The station had an observatory of sorts, but it was never used because no one actually wanted to view the pulsar. It flashed too fast, burned the eyes too much. Even with all the shielding in place, the neutron star hurt more than it inspired wondered. Frankie hadn’t been there since his third or fourth day on the station. That was almost three years ago. Or over six. Time had lost all meaning during the attack, and it never regained its footing. The zombie lied, but so did vodka.

Frankie slipped in a pool of wet blood. The revenant caught him.

“Almost there.”

They entered a room that was once so bright it caused instant sun burns. Now it was black. Frankie felt his legs go loose. His cracked, tired face turned into a horrified grimace. Everything was gone. The pulsar, the stars, everything.

“Here,” the zombie said, handing Frankie the bottle. “It’ll help.”

Frankie took a gulp. The bourbon burned at his gums. He ran his hand through his hair and pulled out more. It was greasy and smelled like old sweat.

“Why?” Frankie asked.

The zombie shrugged. “You played God, and you spat in Death’s face. They got mad. So they called me.”

“You?” Frankie blinked. “Who are you?”

Now the zombie grinned. “You know. I think you’ve always known, Frankie. And now I’m here to make a deal, because that’s what I do.
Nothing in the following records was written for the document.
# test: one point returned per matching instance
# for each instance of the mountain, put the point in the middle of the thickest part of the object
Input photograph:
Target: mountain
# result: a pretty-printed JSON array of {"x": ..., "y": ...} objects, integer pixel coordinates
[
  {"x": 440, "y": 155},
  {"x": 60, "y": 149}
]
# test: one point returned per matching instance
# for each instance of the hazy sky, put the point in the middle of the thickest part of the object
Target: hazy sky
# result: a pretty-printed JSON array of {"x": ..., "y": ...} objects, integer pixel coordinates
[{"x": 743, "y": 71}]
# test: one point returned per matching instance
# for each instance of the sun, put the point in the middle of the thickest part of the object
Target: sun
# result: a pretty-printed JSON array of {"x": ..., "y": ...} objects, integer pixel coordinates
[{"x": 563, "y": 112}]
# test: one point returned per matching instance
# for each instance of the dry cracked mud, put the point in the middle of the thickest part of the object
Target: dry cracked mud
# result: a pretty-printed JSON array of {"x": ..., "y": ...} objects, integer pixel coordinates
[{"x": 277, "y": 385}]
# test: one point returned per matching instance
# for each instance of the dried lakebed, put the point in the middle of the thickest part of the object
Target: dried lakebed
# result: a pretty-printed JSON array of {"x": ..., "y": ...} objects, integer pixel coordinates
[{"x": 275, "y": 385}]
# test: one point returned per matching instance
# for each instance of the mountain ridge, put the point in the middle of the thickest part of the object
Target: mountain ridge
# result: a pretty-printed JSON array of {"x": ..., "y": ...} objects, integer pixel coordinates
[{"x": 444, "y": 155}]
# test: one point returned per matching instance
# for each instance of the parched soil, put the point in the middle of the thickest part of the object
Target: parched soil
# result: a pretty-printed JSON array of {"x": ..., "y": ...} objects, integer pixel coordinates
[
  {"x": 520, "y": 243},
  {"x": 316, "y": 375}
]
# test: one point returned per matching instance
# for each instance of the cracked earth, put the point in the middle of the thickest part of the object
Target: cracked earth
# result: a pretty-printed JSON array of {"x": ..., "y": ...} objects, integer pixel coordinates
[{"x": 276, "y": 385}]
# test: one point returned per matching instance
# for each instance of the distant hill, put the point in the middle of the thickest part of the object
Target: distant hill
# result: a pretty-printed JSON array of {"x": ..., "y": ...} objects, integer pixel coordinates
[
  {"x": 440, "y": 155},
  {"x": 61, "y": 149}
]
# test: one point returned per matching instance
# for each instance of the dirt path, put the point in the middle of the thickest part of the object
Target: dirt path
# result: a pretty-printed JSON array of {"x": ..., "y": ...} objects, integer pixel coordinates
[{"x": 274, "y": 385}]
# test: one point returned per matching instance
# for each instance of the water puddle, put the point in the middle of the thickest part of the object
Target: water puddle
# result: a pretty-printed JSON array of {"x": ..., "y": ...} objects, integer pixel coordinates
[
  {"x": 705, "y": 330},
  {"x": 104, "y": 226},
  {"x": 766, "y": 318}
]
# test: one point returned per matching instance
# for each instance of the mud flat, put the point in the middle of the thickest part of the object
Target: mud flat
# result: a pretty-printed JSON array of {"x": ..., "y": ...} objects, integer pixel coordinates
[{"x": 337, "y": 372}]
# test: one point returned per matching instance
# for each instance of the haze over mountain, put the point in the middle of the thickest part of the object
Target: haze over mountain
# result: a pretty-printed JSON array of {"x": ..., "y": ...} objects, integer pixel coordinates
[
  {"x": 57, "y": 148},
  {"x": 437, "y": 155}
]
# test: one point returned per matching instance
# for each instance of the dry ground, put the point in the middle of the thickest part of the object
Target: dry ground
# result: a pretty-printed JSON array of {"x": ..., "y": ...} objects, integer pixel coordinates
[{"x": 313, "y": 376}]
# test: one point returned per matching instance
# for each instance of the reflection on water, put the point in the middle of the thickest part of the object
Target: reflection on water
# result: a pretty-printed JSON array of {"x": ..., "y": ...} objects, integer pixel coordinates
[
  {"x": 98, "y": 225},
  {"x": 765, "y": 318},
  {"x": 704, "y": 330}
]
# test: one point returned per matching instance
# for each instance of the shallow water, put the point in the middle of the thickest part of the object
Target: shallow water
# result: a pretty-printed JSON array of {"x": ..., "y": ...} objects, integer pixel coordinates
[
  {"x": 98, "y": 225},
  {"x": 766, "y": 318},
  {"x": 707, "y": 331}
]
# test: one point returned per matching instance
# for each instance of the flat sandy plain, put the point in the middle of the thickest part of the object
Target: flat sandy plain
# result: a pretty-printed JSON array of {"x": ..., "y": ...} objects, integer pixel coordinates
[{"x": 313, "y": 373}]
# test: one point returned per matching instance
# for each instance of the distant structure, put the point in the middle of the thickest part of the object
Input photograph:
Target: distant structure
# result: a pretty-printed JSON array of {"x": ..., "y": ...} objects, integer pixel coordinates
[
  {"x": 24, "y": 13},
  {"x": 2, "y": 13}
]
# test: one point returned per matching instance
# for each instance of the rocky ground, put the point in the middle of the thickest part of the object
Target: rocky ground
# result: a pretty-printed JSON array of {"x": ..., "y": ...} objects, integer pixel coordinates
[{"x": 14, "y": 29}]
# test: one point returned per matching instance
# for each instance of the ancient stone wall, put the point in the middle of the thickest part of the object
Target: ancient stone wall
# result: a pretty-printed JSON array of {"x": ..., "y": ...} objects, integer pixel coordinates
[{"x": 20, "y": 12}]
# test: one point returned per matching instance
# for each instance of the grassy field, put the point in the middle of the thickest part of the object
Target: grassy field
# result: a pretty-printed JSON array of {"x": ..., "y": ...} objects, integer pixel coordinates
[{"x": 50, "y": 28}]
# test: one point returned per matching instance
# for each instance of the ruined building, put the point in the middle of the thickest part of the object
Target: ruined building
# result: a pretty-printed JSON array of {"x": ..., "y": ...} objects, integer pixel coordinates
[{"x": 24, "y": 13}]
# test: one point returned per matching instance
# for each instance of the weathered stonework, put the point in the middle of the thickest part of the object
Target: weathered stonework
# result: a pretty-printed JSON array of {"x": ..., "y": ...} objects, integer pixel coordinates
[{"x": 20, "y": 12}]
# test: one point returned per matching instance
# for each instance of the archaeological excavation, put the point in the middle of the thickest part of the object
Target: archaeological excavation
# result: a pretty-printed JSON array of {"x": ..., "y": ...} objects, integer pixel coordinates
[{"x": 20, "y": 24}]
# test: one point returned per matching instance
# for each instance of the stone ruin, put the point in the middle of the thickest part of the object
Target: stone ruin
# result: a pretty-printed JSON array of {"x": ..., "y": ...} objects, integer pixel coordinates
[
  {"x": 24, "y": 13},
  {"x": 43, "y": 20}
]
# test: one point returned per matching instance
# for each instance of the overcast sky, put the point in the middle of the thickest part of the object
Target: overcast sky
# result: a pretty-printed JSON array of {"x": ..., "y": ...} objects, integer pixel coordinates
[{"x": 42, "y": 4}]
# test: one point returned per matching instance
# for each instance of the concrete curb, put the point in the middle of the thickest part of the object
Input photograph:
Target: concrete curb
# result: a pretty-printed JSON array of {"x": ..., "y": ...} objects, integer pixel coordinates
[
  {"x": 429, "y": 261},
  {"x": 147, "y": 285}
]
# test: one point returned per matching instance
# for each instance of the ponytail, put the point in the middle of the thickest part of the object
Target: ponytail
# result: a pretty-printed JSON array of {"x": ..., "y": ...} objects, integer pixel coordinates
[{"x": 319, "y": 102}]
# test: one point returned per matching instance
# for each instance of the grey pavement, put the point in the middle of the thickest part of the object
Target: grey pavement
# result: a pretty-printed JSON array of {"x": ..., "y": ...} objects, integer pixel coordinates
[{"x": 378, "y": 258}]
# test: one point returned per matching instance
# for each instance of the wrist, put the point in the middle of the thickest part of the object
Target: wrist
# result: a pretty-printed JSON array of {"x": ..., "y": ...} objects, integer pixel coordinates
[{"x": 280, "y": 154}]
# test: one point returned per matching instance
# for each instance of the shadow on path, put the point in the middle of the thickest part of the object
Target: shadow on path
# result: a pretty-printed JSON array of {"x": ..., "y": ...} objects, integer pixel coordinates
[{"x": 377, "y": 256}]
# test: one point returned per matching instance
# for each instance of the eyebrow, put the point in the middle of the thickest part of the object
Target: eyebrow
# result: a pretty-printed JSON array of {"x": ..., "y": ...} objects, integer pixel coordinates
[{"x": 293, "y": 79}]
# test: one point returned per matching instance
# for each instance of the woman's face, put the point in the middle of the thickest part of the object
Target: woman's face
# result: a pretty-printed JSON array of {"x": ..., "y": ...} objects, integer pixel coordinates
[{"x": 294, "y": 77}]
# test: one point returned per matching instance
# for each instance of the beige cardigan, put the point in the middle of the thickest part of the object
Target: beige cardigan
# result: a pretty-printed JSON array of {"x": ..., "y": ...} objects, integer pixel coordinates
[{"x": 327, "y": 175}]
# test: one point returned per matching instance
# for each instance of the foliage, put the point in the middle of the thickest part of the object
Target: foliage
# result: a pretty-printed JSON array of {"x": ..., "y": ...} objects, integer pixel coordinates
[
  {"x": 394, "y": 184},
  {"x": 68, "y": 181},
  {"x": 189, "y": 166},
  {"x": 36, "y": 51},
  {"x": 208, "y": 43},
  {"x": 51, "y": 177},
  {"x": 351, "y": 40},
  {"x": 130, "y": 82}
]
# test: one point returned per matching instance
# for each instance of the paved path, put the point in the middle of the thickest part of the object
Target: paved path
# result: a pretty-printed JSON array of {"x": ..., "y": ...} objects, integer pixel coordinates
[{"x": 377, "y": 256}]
“You can die right here, right now. I’ll make it swift and only a little painful. I deserve some fun too. Or I can leave. I’ll take this bottle with me, and you can spend the next two years alone until the cancer takes you.”

Frankie looked at the bottle, at the zombie. He remembered he had his gun, and drew it on the zombie. “What about this?”

“That’s option two.”

“Can I have the bottle back?”

The Devil thought, shrugged, nodded. “I like you, Frankie. I hate you, but I like you too. I think you’re the right kind of human. Stupid. Sad. So spiteful it’s like a drug. But you went to places you weren’t supposed to go. You found a bad idea, and you grabbed it with both hands and yanked.”
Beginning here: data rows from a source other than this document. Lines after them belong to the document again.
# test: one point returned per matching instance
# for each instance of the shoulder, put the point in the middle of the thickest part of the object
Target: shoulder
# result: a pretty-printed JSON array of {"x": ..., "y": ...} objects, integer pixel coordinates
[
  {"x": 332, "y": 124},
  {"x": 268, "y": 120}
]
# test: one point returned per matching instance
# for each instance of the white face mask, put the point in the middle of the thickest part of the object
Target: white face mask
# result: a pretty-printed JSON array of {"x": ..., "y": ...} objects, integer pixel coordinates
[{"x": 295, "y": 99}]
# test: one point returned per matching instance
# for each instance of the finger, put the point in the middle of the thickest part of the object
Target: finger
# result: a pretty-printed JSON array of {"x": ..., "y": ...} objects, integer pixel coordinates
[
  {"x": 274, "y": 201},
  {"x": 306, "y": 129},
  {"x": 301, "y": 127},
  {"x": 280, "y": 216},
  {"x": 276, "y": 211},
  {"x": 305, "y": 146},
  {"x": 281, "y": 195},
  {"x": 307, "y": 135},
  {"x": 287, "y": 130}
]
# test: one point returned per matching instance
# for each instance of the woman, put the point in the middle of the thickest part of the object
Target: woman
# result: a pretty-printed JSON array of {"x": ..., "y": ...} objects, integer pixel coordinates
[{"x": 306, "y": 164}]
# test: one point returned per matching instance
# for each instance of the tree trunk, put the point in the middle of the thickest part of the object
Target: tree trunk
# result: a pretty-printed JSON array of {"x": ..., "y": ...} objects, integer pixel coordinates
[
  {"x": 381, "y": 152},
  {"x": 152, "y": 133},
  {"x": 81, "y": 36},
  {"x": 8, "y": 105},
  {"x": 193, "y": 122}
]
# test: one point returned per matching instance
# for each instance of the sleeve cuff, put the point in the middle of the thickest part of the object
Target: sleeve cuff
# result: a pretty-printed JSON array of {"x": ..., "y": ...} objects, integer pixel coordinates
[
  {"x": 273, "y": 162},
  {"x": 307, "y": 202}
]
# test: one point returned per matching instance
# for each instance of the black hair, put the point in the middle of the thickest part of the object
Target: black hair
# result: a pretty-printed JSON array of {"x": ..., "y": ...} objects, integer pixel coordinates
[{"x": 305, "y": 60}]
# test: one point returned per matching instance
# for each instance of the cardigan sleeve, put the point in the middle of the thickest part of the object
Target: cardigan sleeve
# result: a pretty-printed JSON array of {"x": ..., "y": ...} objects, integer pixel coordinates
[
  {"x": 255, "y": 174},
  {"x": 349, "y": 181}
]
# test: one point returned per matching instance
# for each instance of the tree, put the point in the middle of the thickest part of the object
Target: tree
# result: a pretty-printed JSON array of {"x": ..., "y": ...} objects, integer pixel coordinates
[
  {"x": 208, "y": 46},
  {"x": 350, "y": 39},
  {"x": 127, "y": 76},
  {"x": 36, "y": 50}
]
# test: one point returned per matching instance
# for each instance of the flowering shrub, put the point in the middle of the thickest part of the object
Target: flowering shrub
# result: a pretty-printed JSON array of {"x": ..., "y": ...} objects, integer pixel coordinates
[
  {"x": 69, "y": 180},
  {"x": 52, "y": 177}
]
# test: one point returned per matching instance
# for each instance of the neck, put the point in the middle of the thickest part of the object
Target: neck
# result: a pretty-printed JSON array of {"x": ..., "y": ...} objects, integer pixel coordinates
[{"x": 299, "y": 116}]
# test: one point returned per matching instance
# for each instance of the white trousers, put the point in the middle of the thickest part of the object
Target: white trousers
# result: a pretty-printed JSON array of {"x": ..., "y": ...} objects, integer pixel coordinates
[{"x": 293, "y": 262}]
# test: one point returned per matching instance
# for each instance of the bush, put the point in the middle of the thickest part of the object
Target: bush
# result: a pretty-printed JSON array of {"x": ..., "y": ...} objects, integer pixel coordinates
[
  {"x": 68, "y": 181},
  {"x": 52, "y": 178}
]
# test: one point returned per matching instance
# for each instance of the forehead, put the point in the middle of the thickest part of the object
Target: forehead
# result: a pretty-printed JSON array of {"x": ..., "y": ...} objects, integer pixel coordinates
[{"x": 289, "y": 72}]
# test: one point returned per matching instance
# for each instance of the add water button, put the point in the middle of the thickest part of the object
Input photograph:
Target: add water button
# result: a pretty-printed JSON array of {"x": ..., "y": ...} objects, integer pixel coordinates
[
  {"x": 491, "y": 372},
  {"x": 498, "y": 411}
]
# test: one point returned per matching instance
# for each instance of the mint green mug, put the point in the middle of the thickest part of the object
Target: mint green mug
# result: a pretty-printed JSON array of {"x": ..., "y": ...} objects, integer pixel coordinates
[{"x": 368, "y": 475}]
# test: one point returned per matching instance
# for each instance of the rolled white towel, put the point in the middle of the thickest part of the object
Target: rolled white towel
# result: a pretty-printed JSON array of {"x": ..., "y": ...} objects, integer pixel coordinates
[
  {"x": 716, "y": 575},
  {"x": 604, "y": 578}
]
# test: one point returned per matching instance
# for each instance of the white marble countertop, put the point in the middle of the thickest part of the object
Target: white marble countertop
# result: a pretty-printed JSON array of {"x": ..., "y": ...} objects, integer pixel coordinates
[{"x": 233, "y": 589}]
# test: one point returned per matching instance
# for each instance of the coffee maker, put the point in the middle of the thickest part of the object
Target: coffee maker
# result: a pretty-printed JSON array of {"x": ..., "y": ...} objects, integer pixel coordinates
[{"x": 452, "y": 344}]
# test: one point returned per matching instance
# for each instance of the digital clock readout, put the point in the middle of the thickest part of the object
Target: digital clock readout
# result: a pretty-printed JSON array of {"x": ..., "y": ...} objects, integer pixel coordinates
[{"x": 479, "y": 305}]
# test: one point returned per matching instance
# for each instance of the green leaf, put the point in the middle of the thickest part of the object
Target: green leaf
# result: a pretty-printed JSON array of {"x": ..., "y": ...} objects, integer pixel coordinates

Frankie took a swig. The alcohol warmed the fear in his blood. “I don’t want to be alone,” he said. “You didn’t have to kill everyone.”
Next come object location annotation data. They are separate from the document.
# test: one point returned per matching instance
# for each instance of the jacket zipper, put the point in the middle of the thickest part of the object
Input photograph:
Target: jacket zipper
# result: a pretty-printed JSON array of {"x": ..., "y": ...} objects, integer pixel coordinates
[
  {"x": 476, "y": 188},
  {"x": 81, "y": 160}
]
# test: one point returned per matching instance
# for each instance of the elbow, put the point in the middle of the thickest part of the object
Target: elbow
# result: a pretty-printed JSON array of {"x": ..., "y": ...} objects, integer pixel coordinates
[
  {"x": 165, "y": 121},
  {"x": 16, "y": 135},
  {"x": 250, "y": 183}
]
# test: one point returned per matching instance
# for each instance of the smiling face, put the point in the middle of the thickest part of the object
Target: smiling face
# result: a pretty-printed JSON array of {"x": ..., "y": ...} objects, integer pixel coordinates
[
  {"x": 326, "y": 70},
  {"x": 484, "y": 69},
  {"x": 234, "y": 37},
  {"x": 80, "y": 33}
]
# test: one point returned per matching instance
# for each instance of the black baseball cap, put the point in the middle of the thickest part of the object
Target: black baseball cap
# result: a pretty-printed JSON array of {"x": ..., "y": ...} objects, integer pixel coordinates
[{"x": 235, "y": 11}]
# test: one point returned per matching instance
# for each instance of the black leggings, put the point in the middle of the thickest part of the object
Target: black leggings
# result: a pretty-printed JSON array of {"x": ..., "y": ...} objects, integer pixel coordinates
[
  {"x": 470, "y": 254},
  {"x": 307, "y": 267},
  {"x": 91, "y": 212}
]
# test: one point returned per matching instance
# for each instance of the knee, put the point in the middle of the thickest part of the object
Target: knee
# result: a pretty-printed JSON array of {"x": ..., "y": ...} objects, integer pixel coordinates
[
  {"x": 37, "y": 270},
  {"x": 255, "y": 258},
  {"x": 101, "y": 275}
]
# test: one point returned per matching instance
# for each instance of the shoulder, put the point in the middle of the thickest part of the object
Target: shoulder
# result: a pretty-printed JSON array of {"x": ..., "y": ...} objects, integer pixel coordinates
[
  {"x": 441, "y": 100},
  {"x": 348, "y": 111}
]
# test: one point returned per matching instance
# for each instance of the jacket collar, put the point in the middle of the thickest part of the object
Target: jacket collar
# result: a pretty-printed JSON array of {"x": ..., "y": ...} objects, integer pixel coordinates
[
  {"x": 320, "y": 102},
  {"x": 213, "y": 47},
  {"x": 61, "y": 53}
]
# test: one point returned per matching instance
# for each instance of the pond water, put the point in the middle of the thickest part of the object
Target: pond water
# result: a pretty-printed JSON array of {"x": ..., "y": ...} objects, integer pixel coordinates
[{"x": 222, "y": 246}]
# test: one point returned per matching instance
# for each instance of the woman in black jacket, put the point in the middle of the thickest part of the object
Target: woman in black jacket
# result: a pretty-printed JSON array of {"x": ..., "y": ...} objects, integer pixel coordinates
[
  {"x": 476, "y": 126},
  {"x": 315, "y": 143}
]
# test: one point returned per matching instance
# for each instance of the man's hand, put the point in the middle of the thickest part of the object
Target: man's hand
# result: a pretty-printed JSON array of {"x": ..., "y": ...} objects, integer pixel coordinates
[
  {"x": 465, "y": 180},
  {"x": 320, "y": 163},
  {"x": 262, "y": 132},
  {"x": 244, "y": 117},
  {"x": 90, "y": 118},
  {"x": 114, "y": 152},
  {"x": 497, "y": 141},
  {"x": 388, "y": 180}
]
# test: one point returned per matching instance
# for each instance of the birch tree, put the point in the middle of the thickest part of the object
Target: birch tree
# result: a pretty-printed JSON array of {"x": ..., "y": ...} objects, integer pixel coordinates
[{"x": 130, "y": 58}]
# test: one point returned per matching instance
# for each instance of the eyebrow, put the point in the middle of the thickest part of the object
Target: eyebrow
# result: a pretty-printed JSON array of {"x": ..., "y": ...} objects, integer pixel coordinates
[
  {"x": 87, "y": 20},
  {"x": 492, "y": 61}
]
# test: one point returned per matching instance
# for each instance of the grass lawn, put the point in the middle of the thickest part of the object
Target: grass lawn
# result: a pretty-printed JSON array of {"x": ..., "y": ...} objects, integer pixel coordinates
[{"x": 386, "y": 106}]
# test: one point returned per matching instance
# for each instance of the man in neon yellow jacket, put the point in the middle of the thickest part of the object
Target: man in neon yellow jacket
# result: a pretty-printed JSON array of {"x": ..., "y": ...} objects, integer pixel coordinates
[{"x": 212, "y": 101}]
Now the Devil grinned. “I didn’t, but I wanted to. We forgot you. Would have kept forgetting you, but you spat where you shouldn’t. God’s pissed. Death is too. Now I’m here, and this is your deal. What will you pick?”

Frankie blinked a drunk’s blink—slow and thoughtful with no thought behind it. “What’s death like?”

“Horrible.”

Frankie sagged. Outside, the universe was nothing. Empty. So cold and quiet it hurt to look at. “Worse than being alone?”

“It’s about the same,” the Devil said.

Frankie jiggled his bottle. “Maybe this will kill me first, before the cancer.”

The Devil nodded. “Is that your answer?”

“Yeah.”

“Then shoot me.”

Frankie shook his head. “I don’t wanna.”

The Devil knelt. He put a hand on Frankie’s shoulder. It was the last comforting hand Frankie would ever feel.

“That’s not how the deal goes, Frankie. You shoot me, or I eat you. Now pick.”

“No!”

“Pick!”

Frankie tightened his hand on the half-empty bottle of bourbon. Then he fired his gun.